I took it he was mistaking me for someone else until he made it clear that he recognised me as George’s mother. Then I remembered him. He was Fumio Kurokawa, the son of our old daily maid. Although he was some four years older than George, he used to come and play with him from time to time.
He expressed his sympathy to me concerning George, and then told me how he happened to be in the neighbourhood:
‘It’s ages since I’ve been round here, but we’ve been having our annual classmates’ reunion at my primary school. Everything seems to have changed since our day! Big shiny new concrete buildings, and half the teachers are new. However, they’d got out some of our old work—pictures we’d painted, test papers, essays and so forth. And, do you know what, one of my early compositions was on display— “My little foreign friend” it was called, and it was all about George! So it’s really rather appropriate that I should bump into you again after all these years!’
He went on to describe what he’d written, and one thing really made me think. You see, he’d described in detail how I used to go to the dentist every morning at that time, and how I used to take George with me. There was our daily life being set down in a Japanese child’s essay, detail by detail, and all without our knowing.
Furthermore, the essay subject was specially set for him by his teacher, a Miss Chikako Ueda, who no longer teaches there.

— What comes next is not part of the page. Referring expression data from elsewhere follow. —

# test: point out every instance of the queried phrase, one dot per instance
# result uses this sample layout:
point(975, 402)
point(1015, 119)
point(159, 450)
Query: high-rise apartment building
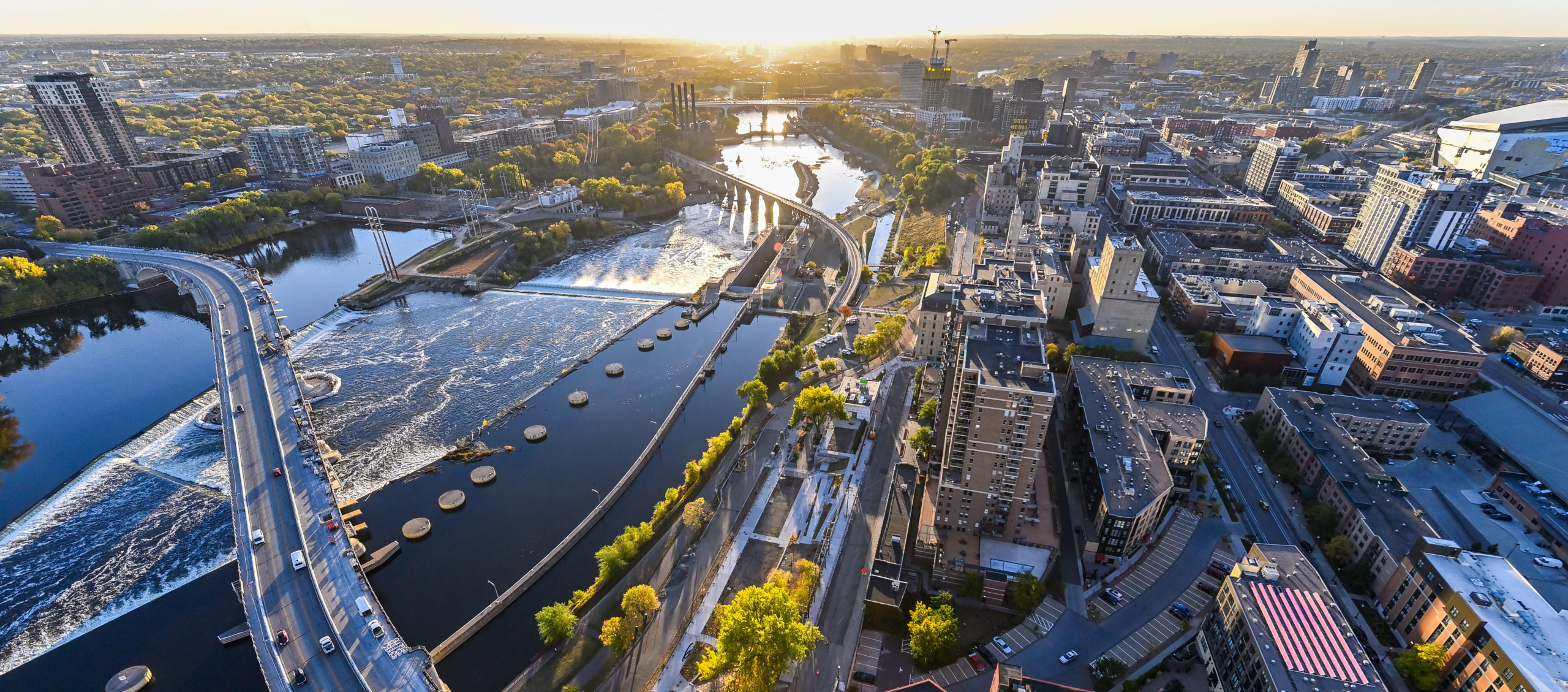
point(990, 495)
point(1346, 80)
point(1029, 88)
point(1305, 65)
point(1277, 626)
point(1274, 162)
point(83, 195)
point(1121, 298)
point(933, 83)
point(83, 121)
point(1423, 79)
point(283, 151)
point(911, 77)
point(1410, 206)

Well, since then, I’ve been thinking more and more about young Kurokawa’s essay. And the more I think about it, the more I feel convinced that there is some link between that essay and George’s disappearance. It’s as if, after all these years, I’ve suddenly found the traces of a footprint of my vanished child.

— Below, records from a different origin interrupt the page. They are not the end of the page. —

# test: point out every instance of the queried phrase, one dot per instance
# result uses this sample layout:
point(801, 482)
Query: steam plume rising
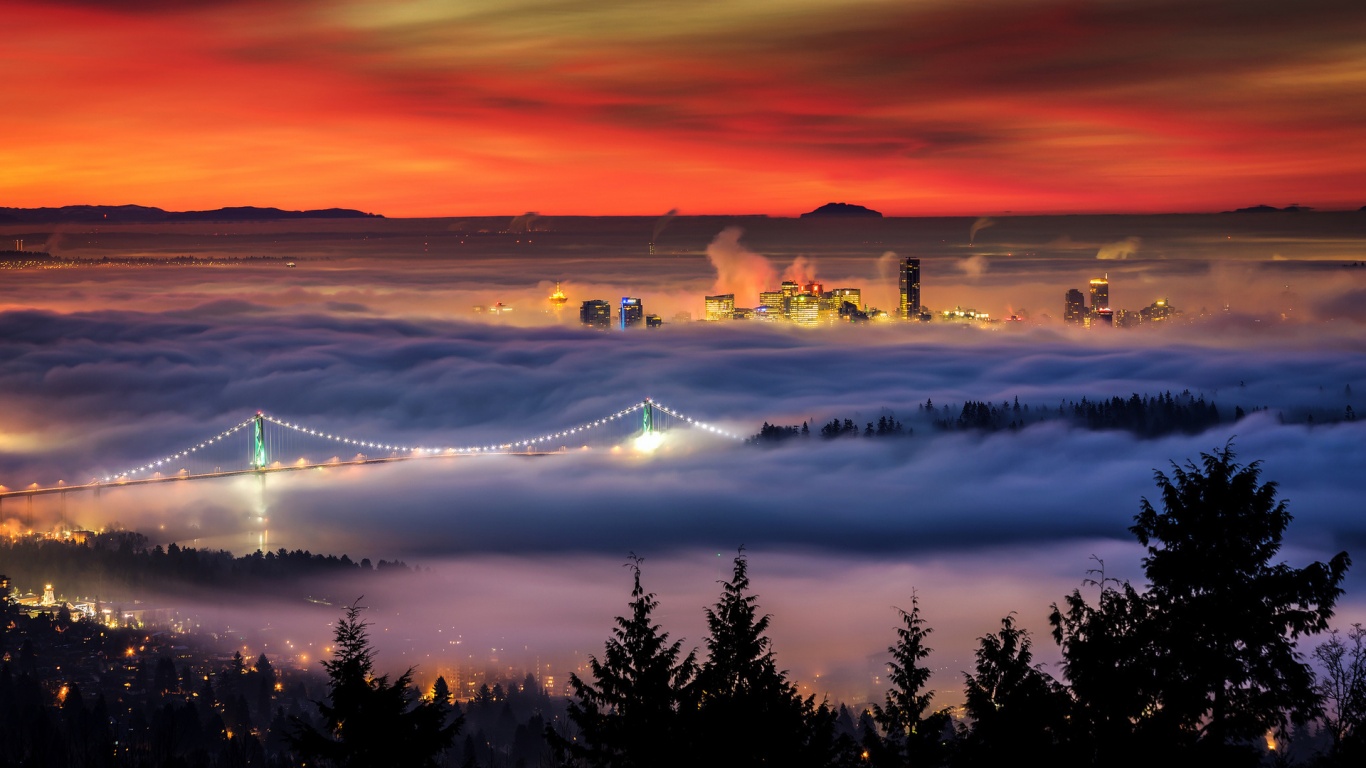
point(973, 265)
point(738, 269)
point(1120, 250)
point(802, 271)
point(522, 223)
point(663, 223)
point(977, 227)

I fully realise that this is just a wild fancy, and I promise you I am trying to resign myself to the inevitable. But a drowning man will clutch at any straw, and the fact that you wrote to me on the same day seems possibly to be more than a mere coincidence.
I don’t mean just the letter itself, although it aroused sweet memories in my heart to receive a letter from my old teacher. When I saw your address on the back of the envelope, I suddenly realised that you are living in the same apartment block as the teacher who set Fumio Kurokawa to write an essay on his little foreign friend all those years ago. I am not a religious person, but at that moment I began to tremble all over—it seemed as if, at last, Divine Providence was beginning to take a hand in my affairs.
After seven years of darkness, I think I can at last see a little ray of light ahead.
Of course, I wouldn’t dream of suggesting that Miss Chikako Ueda was directly involved in the kidnapping. I just wonder if she remembers letting anyone else see that essay at that time. So if you happen to speak to her at any time, I wonder if you could raise the subject delicately and see what you can find out.
I beg you to excuse the self-centredness of a woman who has lost her only child and, if it is not too much trouble, to do what you can to help me.
Yours sincerely, Keiko Kawauchi
It would not be going too far to say that this letter altered the whole course of the rest of Yoneko Kimura’s life. She had written several hundred rather meaningless letters to her former pupils just to pass the time; now at last one of them was to bear dramatic fruit.
Although they lived in the same building, they were on different floors, so Yoneko knew very little about Chikako Ueda. She had passed her in the hallway a few times, that was all.
She spent the next week collecting information on her quarry, discreetly questioning her neighbours and the receptionists. The following facts emerged:
1. She had quit her job as a primary school teacher six years previously, giving out that she was getting married.
2. But there had been no sign of a suitor, let alone a marriage, and she had subsequently spent most of her time locked in her room alone.